はしご酒(2軒目) その十九
「ナンジ ノ テキ ヲ アイス」
汝の敵を愛せるか。
コレは、なかなか難しい。なんといっても、汝の「敵」なのだ。いとも簡単に、易々と、サラリと愛せるぐらいなら、そもそも、ソレは、汝の「敵」ではないだろう。
そんな汝の「敵」を、あなたは愛せるか。
というか、私は、愛せるだろうか。
正直言って、私は、私の「敵」は愛せない。そんな気がする。
「敵」とはナニか。
「愛する」とはナニか。
たいていは、愛してあげるから、こっちの言うことを聞きなさい、程度の、実に、あくまでも駆け引きのツールっぽい、戦略的なモノのように、どうしても思えてしまう。その戦略に乗っかってくれれば「味方」で、乗っかることを拒み、反旗を翻(ヒルガエ)した者が「敵」。わかり易いと言えばわかり易い。しかし、そんなモノが、正真正銘の「愛」とは、到底、思えない。汝の「敵」を、丸ごとそのまま、そのままの姿で愛する。そうでなければ、ソレを、「愛」とは言えないだろ、と、心から思う。思いはするが、ナゼか揺れ動いてしまう。ソレほど、私にとって、「愛」は、他の追随を許さないぐらいパワーに満ちてはいるものの、トンでもなく得体が知れないモノなのである。得体が知れないモノを、理屈抜きに愛することなど、どう考えても現実的だとは考え辛い。

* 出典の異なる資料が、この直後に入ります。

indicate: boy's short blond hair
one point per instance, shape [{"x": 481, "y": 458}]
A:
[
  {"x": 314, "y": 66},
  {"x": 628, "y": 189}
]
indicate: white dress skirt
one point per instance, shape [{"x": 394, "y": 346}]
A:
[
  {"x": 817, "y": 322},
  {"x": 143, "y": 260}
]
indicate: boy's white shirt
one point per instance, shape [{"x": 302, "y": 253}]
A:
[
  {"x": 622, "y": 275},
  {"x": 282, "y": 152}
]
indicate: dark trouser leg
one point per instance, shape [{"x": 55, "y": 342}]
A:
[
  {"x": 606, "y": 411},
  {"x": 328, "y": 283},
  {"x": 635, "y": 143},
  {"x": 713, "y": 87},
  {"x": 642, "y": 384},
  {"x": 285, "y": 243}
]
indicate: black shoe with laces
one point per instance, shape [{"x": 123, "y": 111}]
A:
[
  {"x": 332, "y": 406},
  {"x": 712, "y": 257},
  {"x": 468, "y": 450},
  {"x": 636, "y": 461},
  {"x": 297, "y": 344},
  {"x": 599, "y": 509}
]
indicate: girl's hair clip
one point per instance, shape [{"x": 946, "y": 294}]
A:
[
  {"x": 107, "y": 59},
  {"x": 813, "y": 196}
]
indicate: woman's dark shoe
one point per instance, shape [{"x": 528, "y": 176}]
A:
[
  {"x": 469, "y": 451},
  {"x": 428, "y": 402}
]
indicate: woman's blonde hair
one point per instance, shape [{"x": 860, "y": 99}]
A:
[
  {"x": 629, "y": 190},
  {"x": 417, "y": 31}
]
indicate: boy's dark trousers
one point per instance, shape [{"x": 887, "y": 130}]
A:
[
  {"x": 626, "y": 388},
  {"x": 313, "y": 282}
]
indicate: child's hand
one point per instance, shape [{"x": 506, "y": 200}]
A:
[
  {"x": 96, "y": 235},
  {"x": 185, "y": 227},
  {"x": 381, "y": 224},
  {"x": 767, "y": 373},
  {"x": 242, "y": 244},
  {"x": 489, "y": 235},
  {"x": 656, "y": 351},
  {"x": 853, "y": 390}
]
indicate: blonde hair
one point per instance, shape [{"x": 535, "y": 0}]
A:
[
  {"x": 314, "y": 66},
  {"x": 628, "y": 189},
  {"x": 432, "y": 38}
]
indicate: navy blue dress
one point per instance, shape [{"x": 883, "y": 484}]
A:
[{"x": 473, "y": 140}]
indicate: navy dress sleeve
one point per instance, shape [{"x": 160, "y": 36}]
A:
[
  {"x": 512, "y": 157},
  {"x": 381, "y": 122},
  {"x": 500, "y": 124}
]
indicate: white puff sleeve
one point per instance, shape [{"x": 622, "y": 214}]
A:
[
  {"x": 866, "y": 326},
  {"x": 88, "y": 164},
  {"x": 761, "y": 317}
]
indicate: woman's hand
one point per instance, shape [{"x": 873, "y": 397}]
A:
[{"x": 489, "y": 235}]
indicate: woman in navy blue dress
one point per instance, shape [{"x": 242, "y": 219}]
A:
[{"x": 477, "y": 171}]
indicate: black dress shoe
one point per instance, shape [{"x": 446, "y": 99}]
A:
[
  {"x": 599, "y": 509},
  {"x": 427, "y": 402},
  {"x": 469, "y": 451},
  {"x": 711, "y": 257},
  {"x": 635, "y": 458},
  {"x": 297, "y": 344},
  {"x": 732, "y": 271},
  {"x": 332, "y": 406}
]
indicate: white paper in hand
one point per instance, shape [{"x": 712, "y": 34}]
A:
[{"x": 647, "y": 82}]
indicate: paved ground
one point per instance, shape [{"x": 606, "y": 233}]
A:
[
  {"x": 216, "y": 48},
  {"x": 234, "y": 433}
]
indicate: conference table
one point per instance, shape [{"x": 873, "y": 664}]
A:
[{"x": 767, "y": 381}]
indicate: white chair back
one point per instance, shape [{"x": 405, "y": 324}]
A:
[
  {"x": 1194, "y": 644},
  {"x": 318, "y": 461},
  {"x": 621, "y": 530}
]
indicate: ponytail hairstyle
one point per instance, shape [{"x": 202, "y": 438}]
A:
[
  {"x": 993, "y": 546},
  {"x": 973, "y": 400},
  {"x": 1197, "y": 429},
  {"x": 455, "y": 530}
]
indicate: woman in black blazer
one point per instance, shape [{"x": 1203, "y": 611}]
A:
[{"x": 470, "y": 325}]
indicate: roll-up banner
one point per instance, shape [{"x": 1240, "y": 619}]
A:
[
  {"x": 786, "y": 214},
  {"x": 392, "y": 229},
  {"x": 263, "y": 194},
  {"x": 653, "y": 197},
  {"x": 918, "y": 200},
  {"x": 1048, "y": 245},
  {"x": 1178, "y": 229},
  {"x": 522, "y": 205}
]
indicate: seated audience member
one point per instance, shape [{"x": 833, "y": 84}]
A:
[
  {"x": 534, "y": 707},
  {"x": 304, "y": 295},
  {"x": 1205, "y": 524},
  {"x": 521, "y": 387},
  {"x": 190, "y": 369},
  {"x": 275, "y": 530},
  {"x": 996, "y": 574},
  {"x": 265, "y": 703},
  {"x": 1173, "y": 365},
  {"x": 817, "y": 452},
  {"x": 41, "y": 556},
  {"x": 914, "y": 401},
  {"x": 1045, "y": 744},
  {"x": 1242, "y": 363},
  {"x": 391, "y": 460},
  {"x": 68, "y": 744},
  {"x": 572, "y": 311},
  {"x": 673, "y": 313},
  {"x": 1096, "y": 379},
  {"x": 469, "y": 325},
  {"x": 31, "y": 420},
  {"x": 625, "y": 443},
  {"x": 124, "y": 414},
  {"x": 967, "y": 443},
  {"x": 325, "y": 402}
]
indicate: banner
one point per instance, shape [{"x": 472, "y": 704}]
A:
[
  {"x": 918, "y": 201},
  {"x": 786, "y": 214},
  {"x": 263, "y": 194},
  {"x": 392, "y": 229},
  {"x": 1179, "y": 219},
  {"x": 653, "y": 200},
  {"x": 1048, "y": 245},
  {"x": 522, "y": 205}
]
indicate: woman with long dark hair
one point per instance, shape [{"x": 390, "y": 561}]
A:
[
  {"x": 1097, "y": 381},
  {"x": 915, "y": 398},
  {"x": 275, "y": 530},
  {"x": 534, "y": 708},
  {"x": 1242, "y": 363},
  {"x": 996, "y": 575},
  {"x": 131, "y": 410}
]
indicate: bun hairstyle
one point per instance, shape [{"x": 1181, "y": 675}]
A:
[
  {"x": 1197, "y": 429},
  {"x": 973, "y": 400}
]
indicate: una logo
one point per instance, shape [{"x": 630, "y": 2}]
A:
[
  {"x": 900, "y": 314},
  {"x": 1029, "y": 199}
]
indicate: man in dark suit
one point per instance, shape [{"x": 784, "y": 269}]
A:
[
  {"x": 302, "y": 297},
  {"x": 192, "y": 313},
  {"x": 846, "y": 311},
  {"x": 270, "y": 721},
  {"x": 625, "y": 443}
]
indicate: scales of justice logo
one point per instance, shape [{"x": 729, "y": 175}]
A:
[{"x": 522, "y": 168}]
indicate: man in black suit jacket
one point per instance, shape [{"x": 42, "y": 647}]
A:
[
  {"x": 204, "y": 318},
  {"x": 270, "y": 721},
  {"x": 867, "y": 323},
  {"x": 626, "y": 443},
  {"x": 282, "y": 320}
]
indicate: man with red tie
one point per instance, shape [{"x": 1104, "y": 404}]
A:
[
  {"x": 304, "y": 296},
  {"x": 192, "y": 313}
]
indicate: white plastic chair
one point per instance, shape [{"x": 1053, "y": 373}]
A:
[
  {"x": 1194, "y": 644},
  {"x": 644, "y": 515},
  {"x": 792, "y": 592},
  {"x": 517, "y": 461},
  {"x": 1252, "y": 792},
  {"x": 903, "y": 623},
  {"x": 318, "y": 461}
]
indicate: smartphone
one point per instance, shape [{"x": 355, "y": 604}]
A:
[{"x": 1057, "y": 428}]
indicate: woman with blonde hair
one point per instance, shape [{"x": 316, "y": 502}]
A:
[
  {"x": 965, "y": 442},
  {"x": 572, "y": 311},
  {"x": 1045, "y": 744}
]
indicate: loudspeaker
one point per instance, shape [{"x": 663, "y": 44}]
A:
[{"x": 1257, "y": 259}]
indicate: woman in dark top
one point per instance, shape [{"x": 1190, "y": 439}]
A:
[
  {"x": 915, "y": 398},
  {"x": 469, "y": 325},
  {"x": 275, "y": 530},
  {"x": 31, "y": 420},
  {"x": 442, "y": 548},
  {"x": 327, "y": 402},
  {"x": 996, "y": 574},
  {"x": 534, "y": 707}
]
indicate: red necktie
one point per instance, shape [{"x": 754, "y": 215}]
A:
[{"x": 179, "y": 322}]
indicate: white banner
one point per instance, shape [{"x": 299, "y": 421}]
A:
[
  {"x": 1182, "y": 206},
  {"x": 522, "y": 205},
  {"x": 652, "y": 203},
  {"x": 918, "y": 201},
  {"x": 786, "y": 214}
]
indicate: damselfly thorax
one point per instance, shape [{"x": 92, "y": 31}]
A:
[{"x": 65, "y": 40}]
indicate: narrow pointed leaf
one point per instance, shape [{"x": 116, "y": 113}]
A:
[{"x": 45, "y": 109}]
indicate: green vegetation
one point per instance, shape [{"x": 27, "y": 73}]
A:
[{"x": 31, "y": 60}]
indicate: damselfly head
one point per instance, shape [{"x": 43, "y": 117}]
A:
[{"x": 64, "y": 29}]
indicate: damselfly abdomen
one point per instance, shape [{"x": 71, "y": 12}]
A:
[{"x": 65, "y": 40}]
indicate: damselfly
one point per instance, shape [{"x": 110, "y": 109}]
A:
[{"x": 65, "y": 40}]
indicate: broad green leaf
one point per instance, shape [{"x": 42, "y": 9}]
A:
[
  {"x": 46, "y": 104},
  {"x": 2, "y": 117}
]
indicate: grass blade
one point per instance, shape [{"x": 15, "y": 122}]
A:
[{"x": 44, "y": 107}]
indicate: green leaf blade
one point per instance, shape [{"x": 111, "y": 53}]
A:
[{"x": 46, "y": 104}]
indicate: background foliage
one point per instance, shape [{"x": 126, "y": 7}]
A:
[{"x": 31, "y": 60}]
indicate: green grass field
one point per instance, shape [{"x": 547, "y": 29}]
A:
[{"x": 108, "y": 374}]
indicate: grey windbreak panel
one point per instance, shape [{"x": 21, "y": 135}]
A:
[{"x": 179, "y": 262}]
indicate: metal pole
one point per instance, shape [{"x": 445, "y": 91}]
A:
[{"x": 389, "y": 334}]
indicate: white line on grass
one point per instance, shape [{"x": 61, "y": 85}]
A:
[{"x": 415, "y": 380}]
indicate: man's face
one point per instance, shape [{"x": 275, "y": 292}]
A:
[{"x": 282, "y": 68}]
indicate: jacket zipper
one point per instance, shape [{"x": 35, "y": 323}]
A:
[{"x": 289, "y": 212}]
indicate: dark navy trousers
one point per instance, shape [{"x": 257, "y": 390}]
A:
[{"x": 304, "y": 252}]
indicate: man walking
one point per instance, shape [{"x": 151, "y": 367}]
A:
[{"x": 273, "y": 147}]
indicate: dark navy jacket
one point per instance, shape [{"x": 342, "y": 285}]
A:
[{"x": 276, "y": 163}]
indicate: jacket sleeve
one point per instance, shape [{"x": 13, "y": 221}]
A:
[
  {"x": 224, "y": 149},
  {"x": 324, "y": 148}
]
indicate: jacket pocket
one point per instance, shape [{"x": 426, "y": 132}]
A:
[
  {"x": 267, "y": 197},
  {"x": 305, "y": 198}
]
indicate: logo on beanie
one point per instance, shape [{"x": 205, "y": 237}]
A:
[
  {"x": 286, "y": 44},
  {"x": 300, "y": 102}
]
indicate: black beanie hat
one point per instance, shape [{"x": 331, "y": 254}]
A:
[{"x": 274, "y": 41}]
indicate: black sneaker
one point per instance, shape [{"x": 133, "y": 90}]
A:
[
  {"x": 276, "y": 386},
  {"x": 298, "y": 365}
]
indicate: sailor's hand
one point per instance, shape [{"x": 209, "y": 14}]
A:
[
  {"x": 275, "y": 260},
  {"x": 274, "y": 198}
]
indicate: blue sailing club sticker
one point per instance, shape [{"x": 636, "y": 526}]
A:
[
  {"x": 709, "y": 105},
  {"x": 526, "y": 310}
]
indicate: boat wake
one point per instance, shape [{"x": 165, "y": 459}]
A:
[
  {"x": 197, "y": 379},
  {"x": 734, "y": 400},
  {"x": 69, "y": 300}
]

「敵なんか愛されへん、って言うんやったら、ハナから、つくれへんかったらええんとちゃうの、その敵っちゅうのんを」、とOくん。
ん?
「愛せるとか愛せないとかのその前に、味方も敵もつくらへんかったらいい」
ん~。
ソレが、ほとんど正論であることぐらい、私にだってわかる。けれど、ソレって、更に、もっと、難しいでしょ。と、心の中で思いっ切り突っ込ませていただいた。
突っ込ませてはいただいたけれど、いや、まてよ。ひょっとしたら、敵とか味方とか、と、いうような、そんなチンケなコトなど全く考えない、微塵も思いもしない、人徳の塊(カタマリ)のような人もいるのかもしれないな、と、そんな思いが、ブクブクと湧き上がってくる。湧き上がってはくるのだけれど、やはり、私には無理だ、あり得ない。しかし、あり得ないのだけれど、そんな、あり得ない私のままではダメだということも理解できるだけに、もう、頭と心と、現実と理想と、の、狭間で、あたかも私を嘲笑うかのように、グチャグチャと、ペタペタと、否定と肯定とがミルフィーユのように幾重にも重なりまくるのである。
ソンなコンなコトをアレコレ考えていると、Oくん、「そもそも、愛っちゅうもんをやな~、熱いもんと考えてまうから、頭の中も心の中もカッカしてもうて、冷静さを失ってまう。コレが、諸悪の根源のような気がすんねんけどな~」、と。
カッカしてしまう、か~。
すると、サービスです、と、手づくりのイカの塩辛を、少し、ヒョイとカウンターに置いてくれたお兄さんが、「アイス、って言うぐらいですから、ね~」、と。
ア、イ、ス?
あ~、カッカには、アイス、か~。
一瞬、「あ~」という、ナゼか、妙に、実に悔しそうな表情を見せたOくん。で、あったのだけれど、そのサービスの、シッカリ冷やされたキンキンのイカの塩辛のあまりの美味しさに、居直りにも似た独特の可愛らしさ、みたいなモノを振り撒きながら、プチでキュートな雄叫びを上げたのである。